What’s noteworthy in the case of Etsy is that both buyers and vendors are customers of, not workers for, the platform. Here, we are seeing the same technologies enabling opposing digital behaviours: the means that make a platform viable also make it possible for customers to gang up on it.
In his executive bubble in New York, one day into the strike CEO Josh Silverman couldn’t help commenting on the record at a Wall Street Journal event, revealing his strategy to have Etsy compete with Amazon. On the same day, he denigrated sellers in an interview: “Each of our sellers is a blade of grass in a tornado. They’re someone you haven’t heard of.” It’s the kind of tone-deaf comment we’d expect to hear from an out-of-touch CEO sitting high in his tower behind security gates, hoping the angry populace will go away and taking whispered advice from “crisis communications” experts.
A few weeks after the strike, the topic still wouldn’t go away. At its May 8th quarterly shareholder meeting, Etsy had to answer for the strike to Wall Street investors. In the meeting, Etsy’s Chief Financial Officer (CFO) Rachel Glaser responded that when the fee change went into effect last month, fewer than 1% of sellers went into “temporary vacation mode,” active listings dipped less than 1% during the week and returned to the prior level when the week was over. “Based on past experience and significant research leading up to the change, this was all within our expectations,” she said.
But as one commenter to the linked business article wrote, “1%. Meh. But is it really? It was ‘significant’ enough to address it’s ‘insignificance’.” The fact that the strike had such heavy media coverage, that investors are demanding answers, tells us that the strike struck a chord.
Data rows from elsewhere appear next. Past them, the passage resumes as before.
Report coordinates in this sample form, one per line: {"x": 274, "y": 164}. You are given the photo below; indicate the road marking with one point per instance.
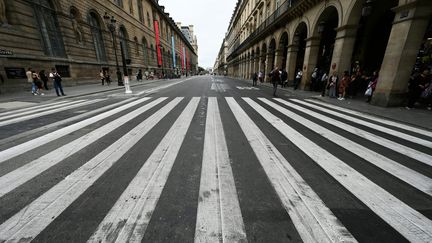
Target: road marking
{"x": 247, "y": 88}
{"x": 219, "y": 216}
{"x": 62, "y": 122}
{"x": 377, "y": 119}
{"x": 35, "y": 217}
{"x": 407, "y": 151}
{"x": 35, "y": 106}
{"x": 128, "y": 219}
{"x": 37, "y": 142}
{"x": 370, "y": 125}
{"x": 415, "y": 179}
{"x": 312, "y": 218}
{"x": 30, "y": 170}
{"x": 47, "y": 112}
{"x": 408, "y": 222}
{"x": 153, "y": 90}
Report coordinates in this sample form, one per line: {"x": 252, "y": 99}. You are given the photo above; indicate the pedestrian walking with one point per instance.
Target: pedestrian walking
{"x": 29, "y": 75}
{"x": 298, "y": 78}
{"x": 275, "y": 79}
{"x": 373, "y": 81}
{"x": 44, "y": 79}
{"x": 417, "y": 86}
{"x": 324, "y": 83}
{"x": 254, "y": 79}
{"x": 139, "y": 75}
{"x": 55, "y": 76}
{"x": 38, "y": 83}
{"x": 333, "y": 82}
{"x": 102, "y": 76}
{"x": 345, "y": 81}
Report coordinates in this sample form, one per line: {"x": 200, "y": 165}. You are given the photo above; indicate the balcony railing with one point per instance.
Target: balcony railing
{"x": 270, "y": 21}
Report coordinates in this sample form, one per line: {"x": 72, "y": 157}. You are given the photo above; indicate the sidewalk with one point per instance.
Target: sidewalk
{"x": 416, "y": 117}
{"x": 25, "y": 98}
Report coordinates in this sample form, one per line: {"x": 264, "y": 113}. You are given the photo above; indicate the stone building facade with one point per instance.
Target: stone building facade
{"x": 334, "y": 35}
{"x": 73, "y": 36}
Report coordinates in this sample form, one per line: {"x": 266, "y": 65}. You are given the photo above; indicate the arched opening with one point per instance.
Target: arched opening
{"x": 49, "y": 30}
{"x": 283, "y": 46}
{"x": 123, "y": 39}
{"x": 96, "y": 32}
{"x": 372, "y": 38}
{"x": 326, "y": 29}
{"x": 299, "y": 40}
{"x": 272, "y": 52}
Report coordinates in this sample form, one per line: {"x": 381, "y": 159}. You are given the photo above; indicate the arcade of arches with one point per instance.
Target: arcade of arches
{"x": 333, "y": 35}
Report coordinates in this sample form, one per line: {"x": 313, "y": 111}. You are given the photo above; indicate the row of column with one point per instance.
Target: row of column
{"x": 407, "y": 33}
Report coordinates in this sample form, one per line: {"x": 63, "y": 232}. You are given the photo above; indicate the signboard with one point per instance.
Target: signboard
{"x": 63, "y": 70}
{"x": 15, "y": 73}
{"x": 5, "y": 52}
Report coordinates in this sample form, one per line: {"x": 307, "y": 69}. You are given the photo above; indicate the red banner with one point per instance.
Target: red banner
{"x": 156, "y": 24}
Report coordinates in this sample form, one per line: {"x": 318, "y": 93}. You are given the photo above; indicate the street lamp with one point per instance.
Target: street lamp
{"x": 111, "y": 25}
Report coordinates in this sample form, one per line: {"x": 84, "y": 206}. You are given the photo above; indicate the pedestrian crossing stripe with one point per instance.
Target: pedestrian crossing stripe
{"x": 219, "y": 214}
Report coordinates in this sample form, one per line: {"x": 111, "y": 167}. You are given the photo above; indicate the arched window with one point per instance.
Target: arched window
{"x": 48, "y": 28}
{"x": 123, "y": 42}
{"x": 97, "y": 36}
{"x": 145, "y": 51}
{"x": 119, "y": 3}
{"x": 140, "y": 11}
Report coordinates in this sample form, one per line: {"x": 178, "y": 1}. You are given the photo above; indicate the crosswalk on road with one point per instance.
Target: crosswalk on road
{"x": 104, "y": 175}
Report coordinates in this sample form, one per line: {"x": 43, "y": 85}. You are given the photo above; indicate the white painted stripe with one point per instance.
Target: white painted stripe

Unions are on the rise.
So what might a further iteration be? Web platforms—enabling users to exploit functionality over the web—are the archetypal vision of Web 2.0. The bundle of technologies that fall under the bracket of Web3, while not the natural successors that the name implies, do offer an alternative: a means by which creators, not platforms, can either exploit the network effect, or bypass it completely.
Right now, in real terms, the only overlap between creators and Web3 is the nonsense that is NFTs. If we’re honest about it: Web3 is the very pinnacle of Web 2.0: just another bunch of platforms, plus hot air. This will become increasingly apparent as they inevitably begin to fail. What they might leave behind is a pathway to disintermediation: the means to create their own content, products and services, build communities and command their creative direction while doing away with platforms to unite them with buyers and transactions. When Web3 untwists its knickers about cryptobullshit, its true implementation could be post-industrial action.